The training also provides a discussion of watershed systems, types and sources of water pollution, and ways to improve and protect water quality. There also will be group discussion on community-driven watershed protection and management.
“Adams and Cow bayous are a critical resource for the area,” said Stanford. “For example, they feed into the Sabine River and support agricultural production, recreational activities and other economic assets. The bayous are also considered to be an important wildlife habitat area.”
This workshop is being held in conjunction with efforts by the Sabine River Authority and environmental quality commission to implement the Adams and Cow bayous’ total maximum daily load. Adams Bayou was first placed on the state’s list of impaired waters in 1996 and Cow Bayou in 2000, both for elevated levels of bacteria and depressed dissolved oxygen concentrations.
Efforts are currently under way to reduce pollutant levels in Adams and Cow bayous by working with local residents and property owners to develop an implementation plan relative to their total maximum daily load.
More plan information can be found at http://www.sra.dst.tx.us/srwmp/octmdl/default.asp.

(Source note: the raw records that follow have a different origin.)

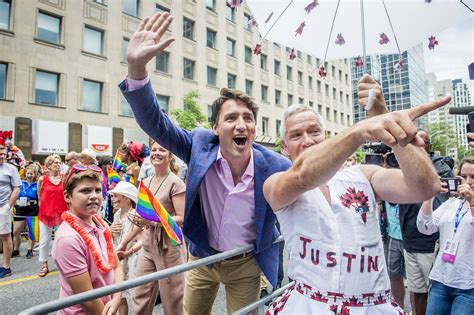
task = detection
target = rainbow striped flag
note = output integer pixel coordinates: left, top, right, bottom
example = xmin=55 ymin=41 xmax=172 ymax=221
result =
xmin=137 ymin=181 xmax=183 ymax=246
xmin=107 ymin=166 xmax=123 ymax=186
xmin=112 ymin=150 xmax=128 ymax=172
xmin=26 ymin=217 xmax=39 ymax=242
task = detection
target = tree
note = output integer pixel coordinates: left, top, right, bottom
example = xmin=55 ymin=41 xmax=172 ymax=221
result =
xmin=171 ymin=90 xmax=210 ymax=130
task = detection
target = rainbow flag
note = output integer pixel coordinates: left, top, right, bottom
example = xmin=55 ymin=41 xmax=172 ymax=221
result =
xmin=107 ymin=166 xmax=123 ymax=186
xmin=137 ymin=181 xmax=183 ymax=246
xmin=112 ymin=150 xmax=128 ymax=172
xmin=26 ymin=217 xmax=39 ymax=242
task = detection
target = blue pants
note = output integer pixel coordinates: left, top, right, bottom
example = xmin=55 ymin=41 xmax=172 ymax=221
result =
xmin=426 ymin=281 xmax=474 ymax=315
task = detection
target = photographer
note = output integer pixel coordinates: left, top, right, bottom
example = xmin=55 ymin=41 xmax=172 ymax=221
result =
xmin=399 ymin=130 xmax=454 ymax=315
xmin=417 ymin=158 xmax=474 ymax=314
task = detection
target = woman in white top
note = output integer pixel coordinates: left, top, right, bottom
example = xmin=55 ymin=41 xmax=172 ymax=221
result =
xmin=417 ymin=158 xmax=474 ymax=314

“Along with the free training, participants receive a copy of the Texas Watershed Steward Handbook and a certificate of completion,” said Chad Caperton, AgriLife Extension agent for natural resources, Jasper County.
The program also offers seven continuing education units in soil and water management for certified crop advisers, seven units for professional engineers and certified planners, and seven continuing education credits for certified teachers. It also offers three general continuing education units for Texas Department of Agriculture pesticide license holders, three for certified landscape architects and three for certified floodplain managers.
“Participating in the Texas Watershed Steward program is a great opportunity to get involved and make a difference in your watershed,” Caperton said.
To preregister, go to http://tws.tamu.edu or contact Jordan at 409-670-9113 or firstname.lastname@example.org.
For more information on the Texas Watershed Steward program, contact Galen Roberts, AgriLife Extension program coordinator at 979-862-8070 or email@example.com.
For more information on the total maximum daily load implementation efforts in the Adams and Cow bayous watershed, contact Chip Morris at 512-239-6686 or firstname.lastname@example.org.
The Texas Watershed Steward program is funded through a Clean Water Act §319(h) nonpoint source grant from the Texas State Soil and Water Conservation Board and the U.S. Environmental Protection Agency.